Johnny Majors, a legendary college football coach for the Tennessee Volunteers and Pittsburgh Panthers, passed away on Wednesday at the age of 85.
Majors, a member of the College Football Hall of Fame, achieved iconic status at the University of Tennessee both during his days as a player and coach.
Tennessee football icon Johnny Majors passes away
He grew up in Tennessee and was surrounded by football from the beginning, playing for his father Shirley in high school. Johnny Majors earned SEC MVP honors from 1955-’56 and finished as a runner-up for the Heisman Trophy.
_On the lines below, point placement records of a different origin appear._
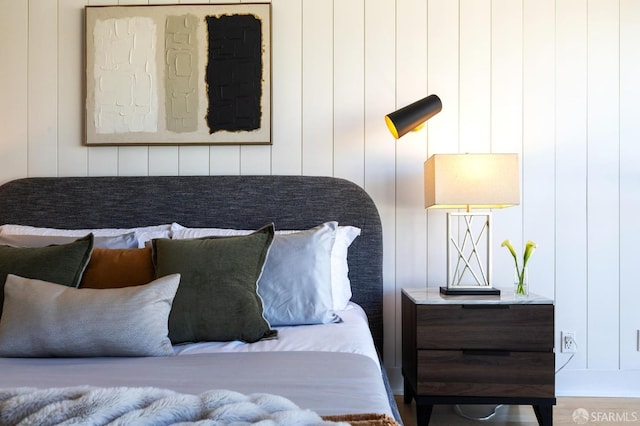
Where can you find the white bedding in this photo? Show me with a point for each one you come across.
(331, 369)
(352, 335)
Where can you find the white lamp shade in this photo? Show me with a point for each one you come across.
(481, 181)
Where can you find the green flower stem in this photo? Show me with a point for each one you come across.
(528, 250)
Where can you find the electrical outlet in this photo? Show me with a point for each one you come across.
(567, 342)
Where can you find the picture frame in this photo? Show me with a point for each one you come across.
(178, 74)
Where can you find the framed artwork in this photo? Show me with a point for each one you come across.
(178, 74)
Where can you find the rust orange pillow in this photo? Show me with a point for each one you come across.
(117, 268)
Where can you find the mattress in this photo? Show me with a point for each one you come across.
(332, 369)
(351, 335)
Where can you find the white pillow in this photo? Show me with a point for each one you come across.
(143, 234)
(42, 319)
(340, 284)
(123, 241)
(295, 285)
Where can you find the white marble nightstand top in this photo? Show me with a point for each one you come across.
(432, 296)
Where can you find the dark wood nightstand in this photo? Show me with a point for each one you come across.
(478, 350)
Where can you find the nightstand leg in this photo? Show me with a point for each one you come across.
(423, 413)
(408, 395)
(544, 413)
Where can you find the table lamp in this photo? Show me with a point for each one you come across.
(470, 181)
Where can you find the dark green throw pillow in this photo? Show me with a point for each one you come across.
(60, 264)
(217, 299)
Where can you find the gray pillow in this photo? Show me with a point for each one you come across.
(296, 283)
(111, 242)
(43, 319)
(60, 264)
(217, 299)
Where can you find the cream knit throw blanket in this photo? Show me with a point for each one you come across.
(88, 406)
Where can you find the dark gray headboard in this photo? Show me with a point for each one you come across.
(241, 202)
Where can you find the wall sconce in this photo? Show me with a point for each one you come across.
(413, 116)
(470, 181)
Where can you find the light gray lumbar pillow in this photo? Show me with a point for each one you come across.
(42, 319)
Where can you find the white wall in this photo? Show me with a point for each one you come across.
(554, 80)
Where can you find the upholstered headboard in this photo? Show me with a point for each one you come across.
(241, 202)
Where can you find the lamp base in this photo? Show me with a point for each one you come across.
(467, 291)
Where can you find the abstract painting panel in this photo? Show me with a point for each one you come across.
(179, 74)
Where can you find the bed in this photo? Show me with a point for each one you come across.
(330, 366)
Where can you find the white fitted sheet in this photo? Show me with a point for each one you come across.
(352, 335)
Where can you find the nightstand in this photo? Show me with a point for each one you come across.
(478, 350)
Majors finished second behind Notre Dame’ Paul Hornung, falling just 72 points shy of the fellow legend.
Majors enjoyed tremendous success on the field at Tennessee with incredible stats for the time. In his final season, he recorded seven touchdowns and was one of the best running backs in college football.
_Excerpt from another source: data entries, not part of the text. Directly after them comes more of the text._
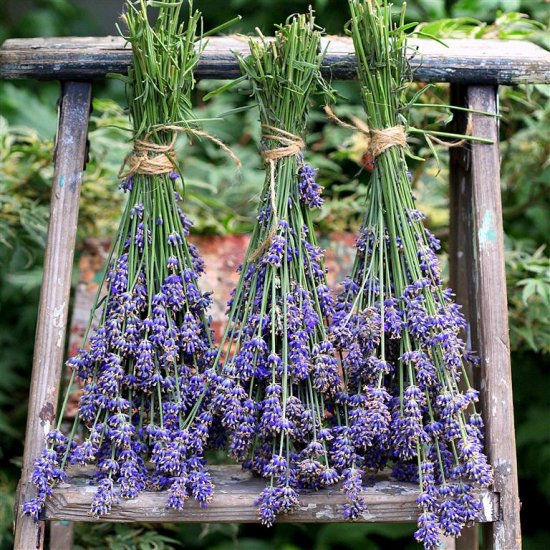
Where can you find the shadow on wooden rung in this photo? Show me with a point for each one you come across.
(236, 490)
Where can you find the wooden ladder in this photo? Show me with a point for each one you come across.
(474, 68)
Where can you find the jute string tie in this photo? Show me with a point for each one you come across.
(379, 141)
(151, 159)
(291, 145)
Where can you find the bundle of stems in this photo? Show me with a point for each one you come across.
(140, 420)
(409, 401)
(277, 369)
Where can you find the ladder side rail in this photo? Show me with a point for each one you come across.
(49, 350)
(478, 274)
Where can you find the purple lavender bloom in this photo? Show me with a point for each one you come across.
(104, 498)
(428, 532)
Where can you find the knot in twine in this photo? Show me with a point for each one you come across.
(378, 141)
(152, 159)
(291, 145)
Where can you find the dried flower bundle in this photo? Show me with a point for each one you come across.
(409, 402)
(142, 422)
(277, 369)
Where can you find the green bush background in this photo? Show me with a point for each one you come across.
(223, 202)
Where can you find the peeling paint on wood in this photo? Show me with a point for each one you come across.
(56, 286)
(463, 60)
(487, 232)
(386, 500)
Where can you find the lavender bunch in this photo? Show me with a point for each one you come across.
(277, 371)
(408, 399)
(143, 419)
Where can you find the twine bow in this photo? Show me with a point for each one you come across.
(291, 145)
(151, 159)
(379, 141)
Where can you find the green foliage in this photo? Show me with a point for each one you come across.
(528, 275)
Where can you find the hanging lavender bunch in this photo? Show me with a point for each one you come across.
(143, 414)
(277, 369)
(409, 402)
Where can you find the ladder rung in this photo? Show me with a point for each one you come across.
(235, 493)
(463, 61)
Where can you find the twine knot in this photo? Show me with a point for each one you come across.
(378, 141)
(151, 159)
(291, 145)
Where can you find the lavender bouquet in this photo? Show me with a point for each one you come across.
(143, 419)
(277, 370)
(409, 402)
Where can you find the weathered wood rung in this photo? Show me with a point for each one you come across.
(463, 61)
(233, 502)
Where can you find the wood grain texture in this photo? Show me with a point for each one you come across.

Johnny Majors had a legendary coaching career
He would get his first chance to become a head coach at Iowa State in 1968. After consecutive 3-7 seasons, Majors led the Cyclones to an 8-4 record in 1971 followed by a 5-6-1 record in 1972.
Majors would then take over at Pittsburgh. Following a 6-5-1 season in 1973, the Panthers would win 15 games over the next two seasons. In 1976, Pittsburgh went undefeated and was named the national champions.
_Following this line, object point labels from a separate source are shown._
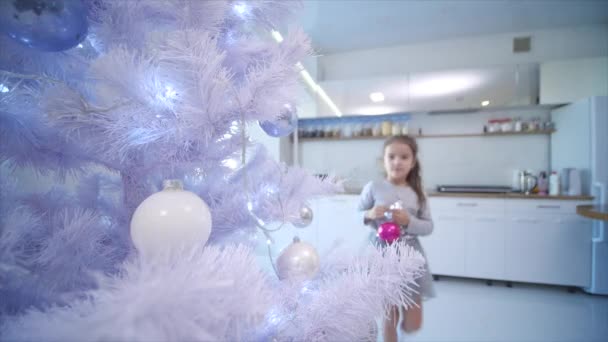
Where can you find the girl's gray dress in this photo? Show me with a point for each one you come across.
(385, 193)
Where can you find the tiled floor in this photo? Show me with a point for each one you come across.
(469, 310)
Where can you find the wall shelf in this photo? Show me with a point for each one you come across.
(424, 136)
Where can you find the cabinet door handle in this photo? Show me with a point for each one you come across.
(455, 218)
(525, 220)
(548, 206)
(486, 219)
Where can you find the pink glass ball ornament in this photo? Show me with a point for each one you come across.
(298, 261)
(389, 231)
(170, 219)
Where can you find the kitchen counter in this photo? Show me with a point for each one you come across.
(598, 212)
(512, 195)
(492, 195)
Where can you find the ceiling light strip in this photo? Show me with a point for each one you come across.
(314, 87)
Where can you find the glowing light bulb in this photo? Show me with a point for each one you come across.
(376, 97)
(241, 9)
(170, 93)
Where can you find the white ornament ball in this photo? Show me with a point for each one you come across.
(170, 219)
(298, 261)
(305, 217)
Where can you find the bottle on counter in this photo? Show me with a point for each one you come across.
(554, 184)
(377, 131)
(387, 128)
(404, 128)
(396, 129)
(543, 185)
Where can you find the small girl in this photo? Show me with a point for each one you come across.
(404, 185)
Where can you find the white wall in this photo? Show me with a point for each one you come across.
(571, 80)
(454, 160)
(487, 50)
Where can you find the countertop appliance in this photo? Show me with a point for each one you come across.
(581, 142)
(474, 188)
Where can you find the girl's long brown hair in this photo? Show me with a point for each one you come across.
(413, 179)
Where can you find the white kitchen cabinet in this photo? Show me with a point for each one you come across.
(340, 225)
(444, 248)
(549, 249)
(527, 240)
(468, 239)
(485, 246)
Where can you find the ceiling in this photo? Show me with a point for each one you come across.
(343, 25)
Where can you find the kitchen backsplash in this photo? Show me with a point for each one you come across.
(447, 160)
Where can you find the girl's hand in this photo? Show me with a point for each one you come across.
(401, 217)
(376, 212)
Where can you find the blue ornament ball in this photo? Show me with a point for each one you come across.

He would take over at Tennessee the following season. Across 15 seasons with the Volunteers, Majors posted a 116-62-8 record with seven bowl wins and three SEC titles. He also won the SEC Coach of the Year award in 1985.
Majors, who finished with a 185-137-10 record as a head coach, returned to Pittsburgh in 1993 and spent four more seasons on the sidelines.
Inducted into the College Football Hall of Fame in 1987, Majors’ coaching tree includes Al Saunders, Jimmy Johnson, Jon Gruden, Phillip Fulmer and David Cutcliffe.
We extend our condolences to Majors’ family and friends during this difficult time.